Qt Turkish characters in regular expressions

onurozcelik picture onurozcelik · Jun 5, 2013 · Viewed 16k times · Source

I want to validate QLineEdit's text with a regular expression. It should allow characters from a to z plus A to Z plus Turkish characters(ğüşöçİĞÜŞÖÇ) plus numbers from 0 to 9. I googled about my problem and found two solutions but neither one worked for me. In one solution it says "include Turkish characters in regexp" and in other one it says "use unicodes of turkish characters"

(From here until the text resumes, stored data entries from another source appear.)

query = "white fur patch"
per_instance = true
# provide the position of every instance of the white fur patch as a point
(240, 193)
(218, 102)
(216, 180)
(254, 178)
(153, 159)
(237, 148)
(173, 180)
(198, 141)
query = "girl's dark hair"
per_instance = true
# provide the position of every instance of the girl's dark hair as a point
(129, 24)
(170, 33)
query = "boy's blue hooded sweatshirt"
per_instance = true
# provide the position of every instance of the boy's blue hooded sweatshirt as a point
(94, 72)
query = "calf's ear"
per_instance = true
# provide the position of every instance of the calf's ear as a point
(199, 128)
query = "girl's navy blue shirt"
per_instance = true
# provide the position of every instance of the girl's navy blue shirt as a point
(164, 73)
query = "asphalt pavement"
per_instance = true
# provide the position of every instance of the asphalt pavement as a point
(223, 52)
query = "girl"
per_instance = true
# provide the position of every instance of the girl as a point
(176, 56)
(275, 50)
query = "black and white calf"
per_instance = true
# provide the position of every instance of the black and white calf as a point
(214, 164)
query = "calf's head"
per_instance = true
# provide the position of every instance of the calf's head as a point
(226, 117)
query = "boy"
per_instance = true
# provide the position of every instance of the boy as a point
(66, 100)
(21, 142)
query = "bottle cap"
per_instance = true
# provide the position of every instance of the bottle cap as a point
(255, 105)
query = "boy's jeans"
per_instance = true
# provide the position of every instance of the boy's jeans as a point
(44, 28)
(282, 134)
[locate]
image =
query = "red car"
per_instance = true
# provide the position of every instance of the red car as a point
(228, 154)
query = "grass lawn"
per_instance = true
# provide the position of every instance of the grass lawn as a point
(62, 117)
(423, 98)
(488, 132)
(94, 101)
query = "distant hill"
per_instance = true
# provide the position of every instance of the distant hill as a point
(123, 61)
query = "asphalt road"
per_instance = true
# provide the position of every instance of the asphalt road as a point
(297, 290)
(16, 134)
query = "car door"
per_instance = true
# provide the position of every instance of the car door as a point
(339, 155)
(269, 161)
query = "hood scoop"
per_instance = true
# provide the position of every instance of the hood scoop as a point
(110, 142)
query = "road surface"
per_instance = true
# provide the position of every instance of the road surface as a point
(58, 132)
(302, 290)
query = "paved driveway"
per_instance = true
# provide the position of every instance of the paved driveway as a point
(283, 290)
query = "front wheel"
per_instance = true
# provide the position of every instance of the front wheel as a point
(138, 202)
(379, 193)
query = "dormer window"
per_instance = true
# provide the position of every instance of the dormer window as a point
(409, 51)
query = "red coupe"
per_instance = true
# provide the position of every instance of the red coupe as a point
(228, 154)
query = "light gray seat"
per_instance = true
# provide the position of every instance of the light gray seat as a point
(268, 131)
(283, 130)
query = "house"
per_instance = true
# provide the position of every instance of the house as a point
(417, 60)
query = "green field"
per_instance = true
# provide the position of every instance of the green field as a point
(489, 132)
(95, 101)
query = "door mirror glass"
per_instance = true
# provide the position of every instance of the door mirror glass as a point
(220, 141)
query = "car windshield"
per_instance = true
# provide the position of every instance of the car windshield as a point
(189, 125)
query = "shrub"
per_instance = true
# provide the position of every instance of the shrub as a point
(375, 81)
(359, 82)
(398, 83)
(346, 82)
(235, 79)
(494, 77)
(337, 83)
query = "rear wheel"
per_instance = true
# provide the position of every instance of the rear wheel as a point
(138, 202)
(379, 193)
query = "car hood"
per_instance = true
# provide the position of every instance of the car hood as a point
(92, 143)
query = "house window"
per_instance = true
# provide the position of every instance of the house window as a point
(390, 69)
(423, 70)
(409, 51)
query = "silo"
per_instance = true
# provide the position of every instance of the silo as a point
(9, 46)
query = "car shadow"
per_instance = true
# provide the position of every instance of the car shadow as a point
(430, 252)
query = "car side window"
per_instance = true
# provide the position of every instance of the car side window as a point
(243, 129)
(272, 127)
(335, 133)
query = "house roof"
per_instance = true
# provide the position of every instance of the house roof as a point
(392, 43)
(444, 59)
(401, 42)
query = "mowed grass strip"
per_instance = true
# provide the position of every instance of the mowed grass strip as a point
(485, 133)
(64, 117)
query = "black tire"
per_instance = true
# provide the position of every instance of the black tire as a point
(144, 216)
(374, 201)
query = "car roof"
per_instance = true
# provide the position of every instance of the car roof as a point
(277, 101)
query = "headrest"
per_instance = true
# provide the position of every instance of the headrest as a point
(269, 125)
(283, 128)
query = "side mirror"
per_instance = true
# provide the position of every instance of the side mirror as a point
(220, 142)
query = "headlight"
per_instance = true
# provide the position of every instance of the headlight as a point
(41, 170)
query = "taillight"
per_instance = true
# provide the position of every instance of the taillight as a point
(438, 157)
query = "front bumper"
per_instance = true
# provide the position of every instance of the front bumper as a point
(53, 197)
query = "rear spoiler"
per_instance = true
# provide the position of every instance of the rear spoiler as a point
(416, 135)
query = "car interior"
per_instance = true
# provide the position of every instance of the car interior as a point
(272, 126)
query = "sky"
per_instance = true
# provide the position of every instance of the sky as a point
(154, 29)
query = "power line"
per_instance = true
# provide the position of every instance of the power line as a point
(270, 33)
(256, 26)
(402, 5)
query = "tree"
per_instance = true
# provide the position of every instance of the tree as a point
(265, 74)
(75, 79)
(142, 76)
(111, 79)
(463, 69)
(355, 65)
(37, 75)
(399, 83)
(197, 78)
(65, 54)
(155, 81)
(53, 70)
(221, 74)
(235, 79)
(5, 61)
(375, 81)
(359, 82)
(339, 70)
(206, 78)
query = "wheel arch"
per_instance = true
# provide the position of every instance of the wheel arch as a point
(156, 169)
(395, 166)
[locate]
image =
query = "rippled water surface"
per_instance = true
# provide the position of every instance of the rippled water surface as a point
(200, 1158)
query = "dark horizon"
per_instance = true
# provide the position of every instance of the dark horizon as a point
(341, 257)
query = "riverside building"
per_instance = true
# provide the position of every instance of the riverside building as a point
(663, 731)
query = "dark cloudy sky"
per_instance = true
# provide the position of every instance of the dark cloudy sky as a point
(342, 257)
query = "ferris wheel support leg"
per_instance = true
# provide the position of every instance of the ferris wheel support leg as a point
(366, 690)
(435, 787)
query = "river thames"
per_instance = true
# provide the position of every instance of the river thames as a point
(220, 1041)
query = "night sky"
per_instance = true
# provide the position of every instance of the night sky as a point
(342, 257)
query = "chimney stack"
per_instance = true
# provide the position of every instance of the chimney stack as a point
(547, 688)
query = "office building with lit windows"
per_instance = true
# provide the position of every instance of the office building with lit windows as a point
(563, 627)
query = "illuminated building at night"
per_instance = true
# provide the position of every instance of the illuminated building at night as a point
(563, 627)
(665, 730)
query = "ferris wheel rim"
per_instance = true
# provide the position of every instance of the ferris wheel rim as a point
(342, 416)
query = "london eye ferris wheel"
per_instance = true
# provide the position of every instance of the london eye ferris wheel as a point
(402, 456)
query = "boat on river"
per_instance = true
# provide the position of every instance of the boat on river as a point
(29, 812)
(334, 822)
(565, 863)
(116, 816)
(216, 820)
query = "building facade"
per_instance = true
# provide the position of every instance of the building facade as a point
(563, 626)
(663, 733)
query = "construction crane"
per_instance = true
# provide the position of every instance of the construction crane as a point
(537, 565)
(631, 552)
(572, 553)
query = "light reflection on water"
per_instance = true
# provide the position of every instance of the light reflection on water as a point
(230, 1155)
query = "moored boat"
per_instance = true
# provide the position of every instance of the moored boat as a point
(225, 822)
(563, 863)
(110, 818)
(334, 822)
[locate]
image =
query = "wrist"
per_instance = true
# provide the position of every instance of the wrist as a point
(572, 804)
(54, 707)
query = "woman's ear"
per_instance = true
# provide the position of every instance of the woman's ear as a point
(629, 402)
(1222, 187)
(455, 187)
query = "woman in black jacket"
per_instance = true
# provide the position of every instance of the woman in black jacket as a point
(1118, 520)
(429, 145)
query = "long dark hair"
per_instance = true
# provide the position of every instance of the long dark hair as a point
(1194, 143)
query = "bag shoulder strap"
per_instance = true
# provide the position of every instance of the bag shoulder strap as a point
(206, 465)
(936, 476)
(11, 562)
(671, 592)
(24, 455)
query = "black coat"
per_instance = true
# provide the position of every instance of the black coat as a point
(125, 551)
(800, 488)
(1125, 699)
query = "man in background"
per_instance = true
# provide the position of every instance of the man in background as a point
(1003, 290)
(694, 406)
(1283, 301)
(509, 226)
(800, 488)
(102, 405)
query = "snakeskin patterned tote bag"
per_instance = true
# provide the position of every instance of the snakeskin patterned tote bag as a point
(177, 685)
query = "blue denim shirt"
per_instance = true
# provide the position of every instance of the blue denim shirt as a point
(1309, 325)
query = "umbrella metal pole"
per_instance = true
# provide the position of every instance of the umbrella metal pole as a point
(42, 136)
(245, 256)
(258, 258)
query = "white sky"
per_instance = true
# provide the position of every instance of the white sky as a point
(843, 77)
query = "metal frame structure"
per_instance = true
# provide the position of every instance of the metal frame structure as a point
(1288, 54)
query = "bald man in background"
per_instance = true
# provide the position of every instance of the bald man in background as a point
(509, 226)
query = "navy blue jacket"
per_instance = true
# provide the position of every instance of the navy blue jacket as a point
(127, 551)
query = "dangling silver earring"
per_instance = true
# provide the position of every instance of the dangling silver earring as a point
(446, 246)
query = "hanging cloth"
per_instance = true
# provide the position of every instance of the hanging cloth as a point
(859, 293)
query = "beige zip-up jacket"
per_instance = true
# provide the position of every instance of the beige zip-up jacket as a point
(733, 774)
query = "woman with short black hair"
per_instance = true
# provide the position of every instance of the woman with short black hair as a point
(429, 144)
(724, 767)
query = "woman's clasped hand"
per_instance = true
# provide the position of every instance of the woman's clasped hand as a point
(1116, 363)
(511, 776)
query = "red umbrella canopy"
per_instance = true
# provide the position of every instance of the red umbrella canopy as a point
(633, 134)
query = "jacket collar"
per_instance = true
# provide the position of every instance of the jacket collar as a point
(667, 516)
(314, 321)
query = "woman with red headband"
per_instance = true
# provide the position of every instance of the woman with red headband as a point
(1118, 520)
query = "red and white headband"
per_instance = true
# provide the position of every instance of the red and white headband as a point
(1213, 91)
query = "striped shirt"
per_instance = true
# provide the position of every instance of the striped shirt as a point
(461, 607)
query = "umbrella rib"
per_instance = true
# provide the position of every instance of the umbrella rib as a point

Below are two reqular expressions

QRegExp exp = QRegExp("^[a-zA-Z0-9ğüşöçİĞÜŞÖÇ]+$");

QRegExp exp = QRegExp("^[a-zA-Z0-9\u00E7\u011F\u0131\u015F\u00F6\u00FC\u00C7\u011E\u0130\u015E\u00D6\u00DC]+$");

Neither one of reqular expressions above can validate the name 'İSMAİL'. Also I tried a text only contains Turkish characters('ğüşöçİĞÜŞÖÇ') but it can not be validated. When I remove 'İ' character from both texts they can be validated. I guess the problem may be related with 'İ' character.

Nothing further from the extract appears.